The full breakdown of the address number is contained in this table, such that the address prefix (yes, these do exist), number and suffix are parsed into separate fields. For the location info, key/value pairs of the FGDC standard are numbered and should be populated in order from least to most geographic
specificity. Thus, key/value pairs (type=BUILDING, value=HURLEY) (type=FLOOR, value=6) and
(type=ROOM, value=601) would be stored in BFU fields 1,2 and 3 respectively.
Address Point
The address point dataset, as explained in the concepts section above, stores a single point for each address that has a point location. The primary key for this point is generated from the x and y coordinate values. There are three types of address points – parcel centroids, building centroids and building entry points. Note that for U-shaped parcels and buildings, the centroid must fall within the polygon.
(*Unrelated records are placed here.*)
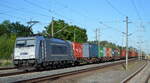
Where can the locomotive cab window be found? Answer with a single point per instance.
(58, 49)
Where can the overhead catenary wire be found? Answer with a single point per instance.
(138, 14)
(23, 11)
(41, 7)
(136, 10)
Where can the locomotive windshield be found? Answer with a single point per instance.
(25, 43)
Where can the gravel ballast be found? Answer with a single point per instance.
(114, 74)
(47, 73)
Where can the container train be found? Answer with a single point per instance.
(40, 52)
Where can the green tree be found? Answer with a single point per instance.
(68, 32)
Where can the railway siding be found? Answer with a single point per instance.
(143, 76)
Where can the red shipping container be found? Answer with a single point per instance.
(77, 50)
(123, 53)
(108, 52)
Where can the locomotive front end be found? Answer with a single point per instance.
(24, 52)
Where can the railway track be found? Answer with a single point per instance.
(147, 79)
(15, 73)
(57, 76)
(7, 68)
(126, 80)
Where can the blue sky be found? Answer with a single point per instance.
(86, 14)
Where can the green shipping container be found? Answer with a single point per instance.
(100, 51)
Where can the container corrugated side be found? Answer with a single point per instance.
(100, 51)
(77, 49)
(86, 50)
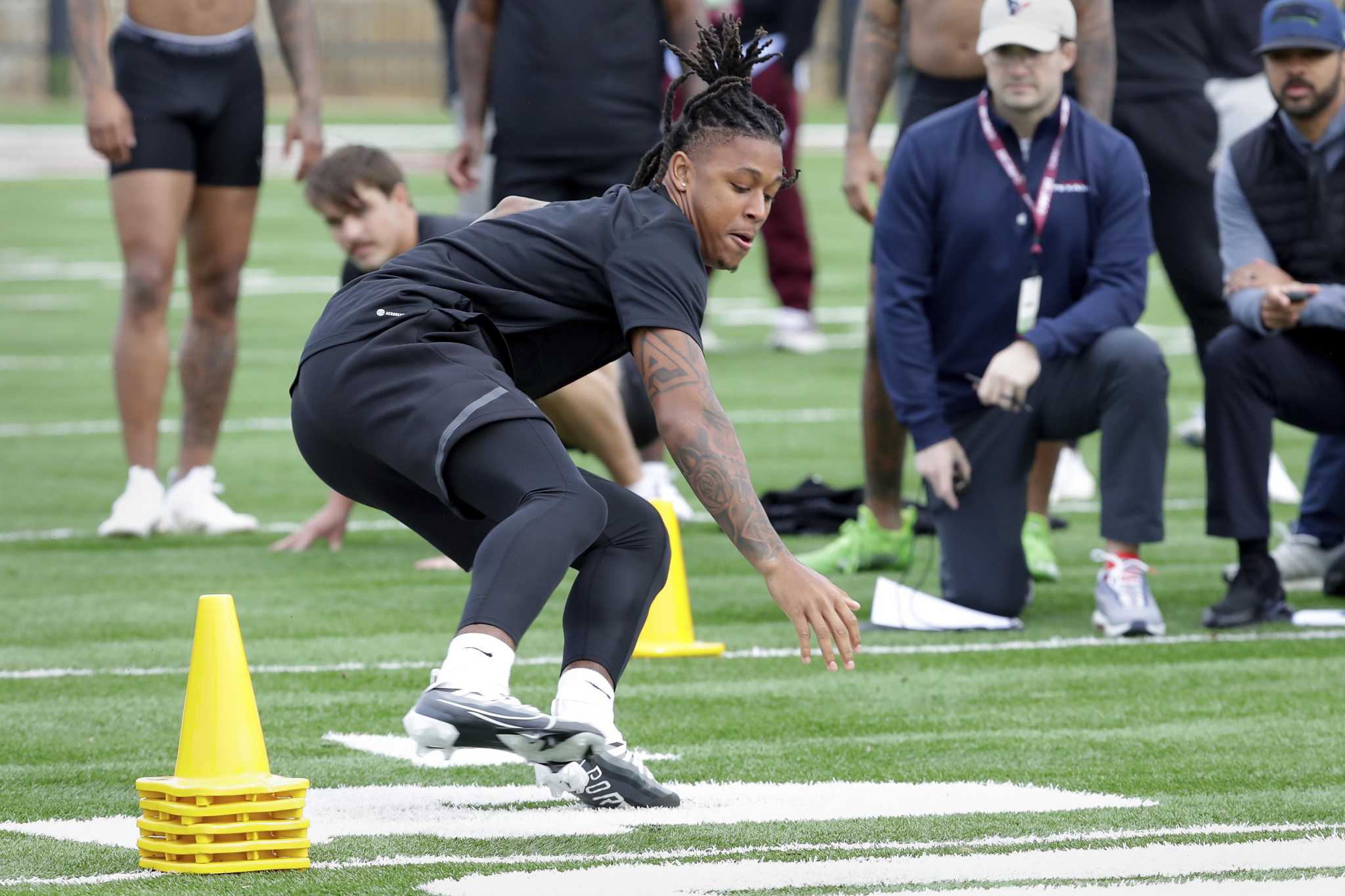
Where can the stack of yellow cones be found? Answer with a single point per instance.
(222, 811)
(669, 630)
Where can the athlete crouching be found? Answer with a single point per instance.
(414, 395)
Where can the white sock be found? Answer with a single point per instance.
(478, 662)
(585, 695)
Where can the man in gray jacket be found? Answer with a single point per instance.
(1281, 205)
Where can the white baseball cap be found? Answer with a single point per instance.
(1038, 24)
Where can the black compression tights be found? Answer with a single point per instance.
(550, 516)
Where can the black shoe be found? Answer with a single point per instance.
(1255, 595)
(445, 720)
(611, 778)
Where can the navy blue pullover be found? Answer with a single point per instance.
(953, 244)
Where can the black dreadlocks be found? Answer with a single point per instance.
(726, 106)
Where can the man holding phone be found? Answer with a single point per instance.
(1012, 250)
(1281, 206)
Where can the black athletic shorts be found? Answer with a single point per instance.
(560, 179)
(195, 108)
(400, 400)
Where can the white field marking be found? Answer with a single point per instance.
(841, 847)
(403, 747)
(1116, 863)
(749, 653)
(896, 845)
(78, 882)
(62, 151)
(1298, 887)
(731, 314)
(54, 363)
(275, 528)
(478, 812)
(16, 267)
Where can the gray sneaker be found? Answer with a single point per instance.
(1126, 606)
(1298, 557)
(611, 778)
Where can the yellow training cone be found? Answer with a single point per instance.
(669, 630)
(222, 811)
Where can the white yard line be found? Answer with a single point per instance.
(1304, 887)
(403, 747)
(78, 882)
(1158, 860)
(837, 847)
(749, 653)
(474, 812)
(826, 848)
(30, 152)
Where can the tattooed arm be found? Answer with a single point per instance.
(701, 440)
(873, 61)
(1097, 66)
(106, 117)
(296, 27)
(474, 45)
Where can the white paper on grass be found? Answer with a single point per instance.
(1329, 617)
(899, 606)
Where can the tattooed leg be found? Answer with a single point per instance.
(218, 232)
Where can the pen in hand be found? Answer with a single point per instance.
(975, 383)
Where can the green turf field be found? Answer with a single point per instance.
(1189, 758)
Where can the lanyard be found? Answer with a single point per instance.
(1042, 209)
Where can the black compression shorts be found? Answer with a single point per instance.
(400, 400)
(195, 106)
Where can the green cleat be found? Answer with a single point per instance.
(864, 544)
(1036, 547)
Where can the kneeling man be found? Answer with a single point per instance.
(1012, 249)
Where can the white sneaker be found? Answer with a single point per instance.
(1298, 557)
(655, 484)
(1281, 486)
(191, 505)
(1192, 430)
(797, 331)
(136, 511)
(1072, 480)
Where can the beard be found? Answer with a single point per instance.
(1317, 101)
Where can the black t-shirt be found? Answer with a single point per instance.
(577, 79)
(564, 284)
(1161, 49)
(427, 226)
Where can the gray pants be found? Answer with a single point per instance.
(1119, 386)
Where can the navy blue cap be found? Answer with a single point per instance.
(1302, 24)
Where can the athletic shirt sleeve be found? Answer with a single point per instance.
(657, 278)
(349, 272)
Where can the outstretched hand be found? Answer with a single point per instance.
(814, 605)
(328, 523)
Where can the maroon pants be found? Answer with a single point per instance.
(789, 254)
(787, 250)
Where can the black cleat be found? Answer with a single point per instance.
(445, 720)
(611, 778)
(1255, 595)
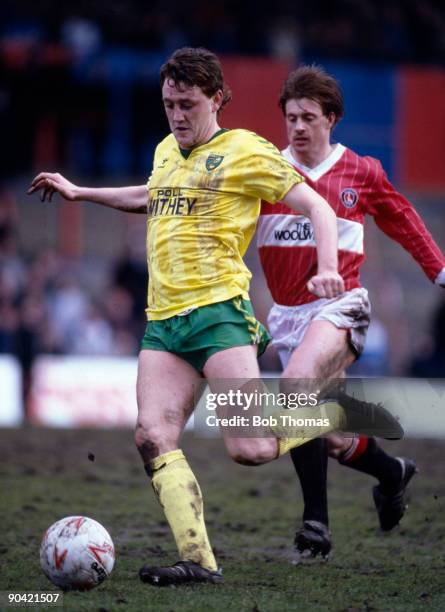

As illustrated in the data model, the geographic relationships between building entry points, building footprints and parcels are managed in this table using primary/foreign keys whose assignment depends on the sub-type of the individual feature. Thus a building entry point record will store a reference to the parent building footprint and to the parent parcel. The building footprint ID field would be null for a parcel centroid.
In addition, in line with the objective of supporting a workflow of building the single address data repository, there are fields to record the status of research or data collection on individual records.
These do not have domains assigned as yet.
Building Footprints
The statewide building footprint layer is one which we will initiate this year and will hopefully complete early in FY13. The source is current orthophoto imagery, possibly licensed imagery from Digital Globe from spring 2011, possibly the 2008-9 imagery that we already have. The primary key for this layer is also a centroid loc_id with the same caveat that for U-shaped buildings the centroid must lie within the polygon (tools exist to guarantee this). Metadata fields are provided to allow for use with local building footprint layers.
Tax Parcels are also included in the schema – the field layout is documented in the parcel data standard v.2 on the MassGIS web site. The coordinates for the loc_id field, as with the building polys, are usually the same as the parcel centroid except as noted for U-shaped parcels.